IC3 Super West is the only new facility expected to add AI-ready capacity in the region next year. Macquarie Data Centres has secured all end-state power required for the site, which is being developed to meet demand from hyperscale cloud providers, enterprise customers and emerging “Neocloud” operators seeking GPU-driven and high-performance computing infrastructure. The project forms part of the company’s wider 200-megawatt development pipeline aimed at expanding AI and cloud capacity in Sydney.
Sydney continues to position itself as a major hub for digital infrastructure, supported by state initiatives such as the NSW Government’s Investment Delivery Authority, established to streamline future technology infrastructure projects. This includes Macquarie Data Centres’ recently announced plans for a 150-megawatt facility.

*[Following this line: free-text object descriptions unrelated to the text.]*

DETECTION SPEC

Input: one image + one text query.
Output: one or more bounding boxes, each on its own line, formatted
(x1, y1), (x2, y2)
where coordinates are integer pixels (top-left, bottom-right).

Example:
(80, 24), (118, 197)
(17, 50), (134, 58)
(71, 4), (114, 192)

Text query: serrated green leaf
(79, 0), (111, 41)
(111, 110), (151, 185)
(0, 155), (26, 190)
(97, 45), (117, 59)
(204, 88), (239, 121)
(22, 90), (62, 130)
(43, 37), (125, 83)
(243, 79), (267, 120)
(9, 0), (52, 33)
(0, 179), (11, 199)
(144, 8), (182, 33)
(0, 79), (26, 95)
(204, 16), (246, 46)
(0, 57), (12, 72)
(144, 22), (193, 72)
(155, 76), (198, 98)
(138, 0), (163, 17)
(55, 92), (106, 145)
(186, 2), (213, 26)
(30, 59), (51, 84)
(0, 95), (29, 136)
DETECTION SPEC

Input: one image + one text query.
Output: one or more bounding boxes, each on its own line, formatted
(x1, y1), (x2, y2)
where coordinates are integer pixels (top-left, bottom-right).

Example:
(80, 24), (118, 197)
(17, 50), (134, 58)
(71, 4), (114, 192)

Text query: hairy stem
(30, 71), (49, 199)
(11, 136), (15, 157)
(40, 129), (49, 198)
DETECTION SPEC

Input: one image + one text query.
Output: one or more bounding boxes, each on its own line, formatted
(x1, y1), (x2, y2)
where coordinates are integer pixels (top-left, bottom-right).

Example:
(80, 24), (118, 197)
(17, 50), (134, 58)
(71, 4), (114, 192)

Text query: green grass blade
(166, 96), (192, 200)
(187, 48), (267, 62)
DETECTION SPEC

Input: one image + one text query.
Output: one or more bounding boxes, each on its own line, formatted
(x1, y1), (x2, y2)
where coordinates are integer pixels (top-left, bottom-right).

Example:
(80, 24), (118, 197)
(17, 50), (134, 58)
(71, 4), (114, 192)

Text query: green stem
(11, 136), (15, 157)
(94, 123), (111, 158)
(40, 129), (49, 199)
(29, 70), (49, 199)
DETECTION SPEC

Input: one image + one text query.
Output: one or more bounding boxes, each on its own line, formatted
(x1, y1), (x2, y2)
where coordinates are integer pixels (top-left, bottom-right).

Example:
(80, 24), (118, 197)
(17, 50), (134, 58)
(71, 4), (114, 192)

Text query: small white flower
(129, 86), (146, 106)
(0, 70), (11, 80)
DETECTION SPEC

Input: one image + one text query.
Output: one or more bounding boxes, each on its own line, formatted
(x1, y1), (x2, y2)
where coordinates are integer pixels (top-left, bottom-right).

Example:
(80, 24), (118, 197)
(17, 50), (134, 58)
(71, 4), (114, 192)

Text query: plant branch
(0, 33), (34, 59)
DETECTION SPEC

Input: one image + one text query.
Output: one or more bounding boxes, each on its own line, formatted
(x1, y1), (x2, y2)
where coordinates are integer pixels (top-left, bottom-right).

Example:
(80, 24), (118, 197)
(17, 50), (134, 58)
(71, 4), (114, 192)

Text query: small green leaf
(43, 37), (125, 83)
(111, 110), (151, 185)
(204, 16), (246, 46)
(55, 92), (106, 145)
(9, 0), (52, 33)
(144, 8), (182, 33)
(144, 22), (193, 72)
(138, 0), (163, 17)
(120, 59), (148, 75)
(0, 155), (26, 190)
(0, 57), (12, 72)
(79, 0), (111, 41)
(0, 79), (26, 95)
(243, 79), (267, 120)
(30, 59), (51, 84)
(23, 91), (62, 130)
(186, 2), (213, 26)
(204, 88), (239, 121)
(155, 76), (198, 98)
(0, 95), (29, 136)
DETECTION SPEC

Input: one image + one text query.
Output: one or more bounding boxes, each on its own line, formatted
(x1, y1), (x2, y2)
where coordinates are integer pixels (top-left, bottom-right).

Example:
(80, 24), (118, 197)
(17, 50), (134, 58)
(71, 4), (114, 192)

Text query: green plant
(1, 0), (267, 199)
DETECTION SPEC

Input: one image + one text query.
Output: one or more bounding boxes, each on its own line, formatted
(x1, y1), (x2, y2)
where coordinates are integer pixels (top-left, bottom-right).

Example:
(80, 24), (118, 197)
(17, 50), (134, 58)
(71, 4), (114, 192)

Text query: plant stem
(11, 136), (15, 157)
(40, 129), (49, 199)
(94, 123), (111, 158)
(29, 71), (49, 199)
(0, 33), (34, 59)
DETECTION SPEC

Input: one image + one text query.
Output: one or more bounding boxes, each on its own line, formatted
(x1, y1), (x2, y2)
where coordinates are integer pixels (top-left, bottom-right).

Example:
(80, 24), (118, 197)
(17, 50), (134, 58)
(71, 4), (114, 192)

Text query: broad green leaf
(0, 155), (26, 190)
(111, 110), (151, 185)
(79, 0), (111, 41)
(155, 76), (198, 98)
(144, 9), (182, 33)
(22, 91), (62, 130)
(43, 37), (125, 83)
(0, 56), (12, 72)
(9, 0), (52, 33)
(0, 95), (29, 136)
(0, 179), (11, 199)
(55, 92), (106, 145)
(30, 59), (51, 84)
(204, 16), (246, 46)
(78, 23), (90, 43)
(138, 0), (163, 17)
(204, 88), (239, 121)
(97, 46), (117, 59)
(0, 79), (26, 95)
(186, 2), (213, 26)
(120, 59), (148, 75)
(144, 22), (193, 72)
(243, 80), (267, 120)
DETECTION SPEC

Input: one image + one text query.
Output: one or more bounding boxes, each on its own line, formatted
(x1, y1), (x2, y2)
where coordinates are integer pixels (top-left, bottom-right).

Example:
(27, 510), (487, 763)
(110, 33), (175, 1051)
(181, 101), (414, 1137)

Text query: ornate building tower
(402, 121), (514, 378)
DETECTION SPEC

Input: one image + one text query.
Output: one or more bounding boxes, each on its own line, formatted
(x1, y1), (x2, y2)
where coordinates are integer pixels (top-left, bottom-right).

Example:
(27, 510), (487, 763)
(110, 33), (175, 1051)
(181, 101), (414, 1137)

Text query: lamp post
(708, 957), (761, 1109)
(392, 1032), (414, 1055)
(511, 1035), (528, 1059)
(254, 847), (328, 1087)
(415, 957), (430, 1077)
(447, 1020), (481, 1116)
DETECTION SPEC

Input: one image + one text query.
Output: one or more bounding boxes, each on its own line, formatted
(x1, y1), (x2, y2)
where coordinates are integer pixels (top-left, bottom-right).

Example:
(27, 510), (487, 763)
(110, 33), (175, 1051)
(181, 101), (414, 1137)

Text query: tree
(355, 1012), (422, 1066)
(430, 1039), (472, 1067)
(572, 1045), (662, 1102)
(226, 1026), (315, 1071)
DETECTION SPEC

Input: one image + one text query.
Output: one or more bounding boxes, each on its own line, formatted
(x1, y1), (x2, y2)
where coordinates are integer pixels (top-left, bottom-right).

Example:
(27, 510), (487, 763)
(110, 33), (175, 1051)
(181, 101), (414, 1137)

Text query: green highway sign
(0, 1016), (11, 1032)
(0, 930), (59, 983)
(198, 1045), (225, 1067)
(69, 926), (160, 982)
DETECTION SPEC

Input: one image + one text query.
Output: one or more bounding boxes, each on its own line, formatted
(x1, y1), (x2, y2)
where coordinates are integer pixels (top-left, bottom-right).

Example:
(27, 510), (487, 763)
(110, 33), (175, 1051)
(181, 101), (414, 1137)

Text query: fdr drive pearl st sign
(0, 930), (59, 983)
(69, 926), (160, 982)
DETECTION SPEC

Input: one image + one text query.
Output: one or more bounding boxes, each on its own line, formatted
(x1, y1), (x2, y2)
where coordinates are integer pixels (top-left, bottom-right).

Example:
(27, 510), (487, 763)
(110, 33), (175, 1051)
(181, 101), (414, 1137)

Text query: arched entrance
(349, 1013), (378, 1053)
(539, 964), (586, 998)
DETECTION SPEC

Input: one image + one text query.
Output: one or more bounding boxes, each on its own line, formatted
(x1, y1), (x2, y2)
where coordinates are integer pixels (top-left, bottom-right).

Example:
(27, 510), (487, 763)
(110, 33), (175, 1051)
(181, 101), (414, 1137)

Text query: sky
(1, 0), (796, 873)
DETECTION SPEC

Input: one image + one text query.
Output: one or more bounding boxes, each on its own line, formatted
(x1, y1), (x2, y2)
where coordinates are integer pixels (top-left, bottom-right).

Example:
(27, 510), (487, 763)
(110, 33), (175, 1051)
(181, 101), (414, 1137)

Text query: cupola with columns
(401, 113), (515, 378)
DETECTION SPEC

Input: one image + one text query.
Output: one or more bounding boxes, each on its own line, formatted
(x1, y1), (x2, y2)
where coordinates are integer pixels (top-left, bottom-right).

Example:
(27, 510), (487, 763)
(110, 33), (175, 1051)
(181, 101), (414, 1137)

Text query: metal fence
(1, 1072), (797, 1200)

Macquarie Data Centres Group Executive David Hirst said the growth in high-density AI workloads represents one of the most significant shifts the industry has seen in decades. He said IC3 Super West is being built to support power-intensive and liquid-cooled environments required for modern AI systems, with the company emphasising the role of sovereign data centres in supporting Australia’s competitiveness.
The new facility is the third development at the company’s Macquarie Park Data Centre Campus in Sydney’s north. Phase one represents an investment of about $350 million and will deliver the complete building shell along with 6MW of initial IT load. The site is designed to support both air and liquid cooling for high-density AI and cloud workloads.